A partnership between the Nisga’a Lisms Government, Rockies LNG and Houston-based Western LNG have filed a project description with provincial and federal environmental regulators for a proposed new floating LNG terminal at the end of Pearse Island.
“Attracting an economic base to the Nass Valley has long been a priority for the Nisga’a Nation,” Nisga’a Nation President Eva Clayton said in a news release.
“This is why, for close to a decade, our nation has worked to attract a world-leading LNG project to our treaty lands, and why we are proud to commence the formal regulatory process for our project, Ksi Lisims LNG,” said.

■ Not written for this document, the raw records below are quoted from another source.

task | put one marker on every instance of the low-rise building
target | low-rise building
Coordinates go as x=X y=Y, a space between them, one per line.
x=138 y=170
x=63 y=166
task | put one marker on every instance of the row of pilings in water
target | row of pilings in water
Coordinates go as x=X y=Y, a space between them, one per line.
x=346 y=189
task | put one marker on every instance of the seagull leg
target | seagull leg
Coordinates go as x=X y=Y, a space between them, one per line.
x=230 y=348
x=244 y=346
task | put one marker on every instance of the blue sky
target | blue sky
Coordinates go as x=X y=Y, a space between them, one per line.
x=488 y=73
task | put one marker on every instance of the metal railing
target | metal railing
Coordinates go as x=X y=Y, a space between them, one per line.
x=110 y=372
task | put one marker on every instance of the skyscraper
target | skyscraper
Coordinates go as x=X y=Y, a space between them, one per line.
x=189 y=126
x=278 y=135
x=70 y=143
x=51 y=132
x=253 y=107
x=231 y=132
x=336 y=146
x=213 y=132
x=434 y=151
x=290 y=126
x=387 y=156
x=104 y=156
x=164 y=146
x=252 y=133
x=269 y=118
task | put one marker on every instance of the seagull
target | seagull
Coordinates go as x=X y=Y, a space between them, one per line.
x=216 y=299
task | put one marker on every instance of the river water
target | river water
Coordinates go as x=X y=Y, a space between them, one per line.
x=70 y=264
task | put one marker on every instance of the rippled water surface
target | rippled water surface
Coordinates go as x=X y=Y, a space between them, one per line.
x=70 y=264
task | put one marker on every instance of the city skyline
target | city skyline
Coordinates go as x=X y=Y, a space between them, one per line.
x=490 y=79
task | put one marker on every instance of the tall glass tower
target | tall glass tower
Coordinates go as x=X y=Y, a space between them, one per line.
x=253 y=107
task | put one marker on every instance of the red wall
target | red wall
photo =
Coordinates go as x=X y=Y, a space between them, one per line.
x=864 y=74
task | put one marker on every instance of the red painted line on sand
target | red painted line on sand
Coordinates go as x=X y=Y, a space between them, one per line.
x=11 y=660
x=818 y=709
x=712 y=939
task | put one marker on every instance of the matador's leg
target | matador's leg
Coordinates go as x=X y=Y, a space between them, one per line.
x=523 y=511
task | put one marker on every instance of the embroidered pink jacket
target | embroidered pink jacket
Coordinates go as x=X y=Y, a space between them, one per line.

Rockies LNG is a consortium of Alberta natural gas producers that have been looking for a West Coast LNG project to invest in to provide them with a new market for their natural gas. They include Advantage Energy Ltd., ARC Resources Ltd., Birchcliff Energy Ltd., Bonavista Energy Corp.; NuVista Energy Ltd., Paramount Resources Ltd., and Peyto Exploration and Development Corp.
Western LNG is a Houston-based LNG terminal developer.
The proposed project would be a floating LNG terminal located on Nisga’a land on the northern tip of Pearse Island, in the Portland Canal north of Prince Rupert. It would have an annual capacity of 12 million tonnes per year, which is similar in production capacity to the LNG Canada project.
The news release does not identify the project’s capital cost, although the project description filed with the BC Environmental Assessment Office says the companies would invest $45 billion just in the upstream to produce the natural gas needed to supply the plant over its lifetime. The company’s timeline for completion and commissioning is late 2027 or 2028.
The partnership says there are two possible pipelines that could feed the plant: the TC Energy (TSX:TRP) Prince Rupert Gas Transmission pipeline or the Enbridge (TSX:ENB) Westcoast Connector Gas Transmission. Both are permitted, but would still need to be built.